Genre: YA Fantasy
Word Count: 98,000
Dear Super Erica and equally Super Louise Fury,
For nearly seventeen years, Viktor Dolreck has dreamt of killing Isadora Velvet. Isolated Isadora thinks counting the days until she can move away from her Step-Step-Step-Father is her biggest concern. That is until her bedroom is filled with people who battle over her with impossible powers. The attack pulls her into a veiled world where she discovers a people who possess the ability to alter their surroundings and physically project almost anything with their minds. Unfortunately, she lands smack in the middle of their centuries long race war.
If that isn’t enough to freak out a high school junior, Isadora is destined to be the most powerful of the kinder race, the Parion, and she will one day play an important role in deciding if they triumph over the black blooded Melanocent. Led by Viktor, they relentlessly hunt for her. As Isadora waits for her own powers to arrive, she reluctantly begins her training at the Compound, a heavily guarded facility where young Parion hone their skills.
Settling into this new world, (and making peace with her roommate’s purple pet raccoon…) she finds herself flustered by an unwelcome romantic attraction to a tortured boy with mysterious gray blood, bullied by an unexpected rival and the target of repeated attacks by the Melanocent. Isadora struggles with feelings of love, friendships, and a sense of family that she has never experienced before. The clock is ticking, and when Isadora learns that her powers might never come in at all,it may be too late to save herself and the only people she has ever loved.
Combining elements of fantasy and romance, THE IMAGINING OF ISADORA VELVET, a young adult fantasy is complete at 98,000 words.
Thank you for your time and consideration.
250-word excerpt:
Isadora didn’t know how the mirror fell. She had been laying quietly on the her bed in the beige room, her mind wandering a year away to when she would be able to move into an apartment of her own when it came crashing off the wall. It now lay shattered into thousands of unfriendly looking shards on the carpet. She knew when she heard the telltale thumping of her Step-Step-Step Father Walter’s feet on the stairs that she was in for it. He was as equally thrilled with finding himself with sole custody of a teenage girl as she was to be in it and he never missed an opportunity to misdirect his frustrations over the situation.
When he stormed into the beige room, no knock of course, Isadora braced herself fora rant. The vein was already visible on his forehead which was never a good sign. Nor was the fact that his hands were perched angrily on his hips. She noted that even on Saturday, one of his days away from the office, he still had his cell phone strapped to the belt holding up his pleated Dockers. Walter had always been the epitome of yuppie. A closet full of polo shirts and the latest electronic devices were his calling cards.
“What did you do?” he barked at her.
She sighed. “I didn’t do anything. The mirror just fell.

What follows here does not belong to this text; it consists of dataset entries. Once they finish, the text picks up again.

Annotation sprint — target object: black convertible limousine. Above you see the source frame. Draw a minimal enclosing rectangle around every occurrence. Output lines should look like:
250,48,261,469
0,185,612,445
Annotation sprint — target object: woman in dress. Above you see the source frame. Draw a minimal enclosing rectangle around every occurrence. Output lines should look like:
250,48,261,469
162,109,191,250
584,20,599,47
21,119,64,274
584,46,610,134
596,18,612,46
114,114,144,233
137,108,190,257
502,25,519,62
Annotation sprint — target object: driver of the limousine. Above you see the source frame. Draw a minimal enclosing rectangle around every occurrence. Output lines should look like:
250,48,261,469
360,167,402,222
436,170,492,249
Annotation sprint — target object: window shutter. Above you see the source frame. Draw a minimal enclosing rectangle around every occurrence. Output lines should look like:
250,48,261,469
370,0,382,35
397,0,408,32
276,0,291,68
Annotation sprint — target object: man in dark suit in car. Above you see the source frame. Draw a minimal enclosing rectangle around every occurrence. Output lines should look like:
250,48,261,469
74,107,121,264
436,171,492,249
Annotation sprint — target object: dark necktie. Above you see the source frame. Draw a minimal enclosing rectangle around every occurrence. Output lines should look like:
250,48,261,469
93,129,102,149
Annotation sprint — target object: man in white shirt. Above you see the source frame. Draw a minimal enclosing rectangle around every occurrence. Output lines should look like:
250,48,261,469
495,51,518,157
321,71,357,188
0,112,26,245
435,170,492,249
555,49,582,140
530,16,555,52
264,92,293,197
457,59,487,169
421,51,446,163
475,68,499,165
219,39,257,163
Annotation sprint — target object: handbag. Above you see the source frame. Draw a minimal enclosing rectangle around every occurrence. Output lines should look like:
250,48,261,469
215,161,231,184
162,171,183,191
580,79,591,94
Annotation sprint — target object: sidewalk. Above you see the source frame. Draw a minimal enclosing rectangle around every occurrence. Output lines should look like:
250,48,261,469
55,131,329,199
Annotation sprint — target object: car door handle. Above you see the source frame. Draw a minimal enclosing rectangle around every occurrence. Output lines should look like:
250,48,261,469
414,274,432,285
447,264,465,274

“How could it just fall?” he snapped, his brow dipping into a deep frown. “What were you doing?”
1 Comment
erica m. chapman · June 15, 2012 at 11:08 pm
QUERY
I like the start here, but it makes it sound like Viktor is the protagonist. Be careful with that. I love your voice in this and having it in a query is a difficult thing to do. There’s a lot going on. You mention several types of groups and I have to admit to getting confused by them. I would try to simplify this. I’m a big proponent of a simple query. I think there’s some good stuff in here, it just needs to be simplified.
250
I don’t understand the Step-Step-Step part? Did her mom marry him three times? It reads a little strange. I’m a little confused by the mirror falling. I’m assuming that’s the beginning of the battle for power in her room? You have a great voice, but there isn’t a lot happening in this and without understanding that, it’s hard to get invested in her. Give me more about her in the beginning, even if it’s just small details, that way we can root for her against her step-step-step dad.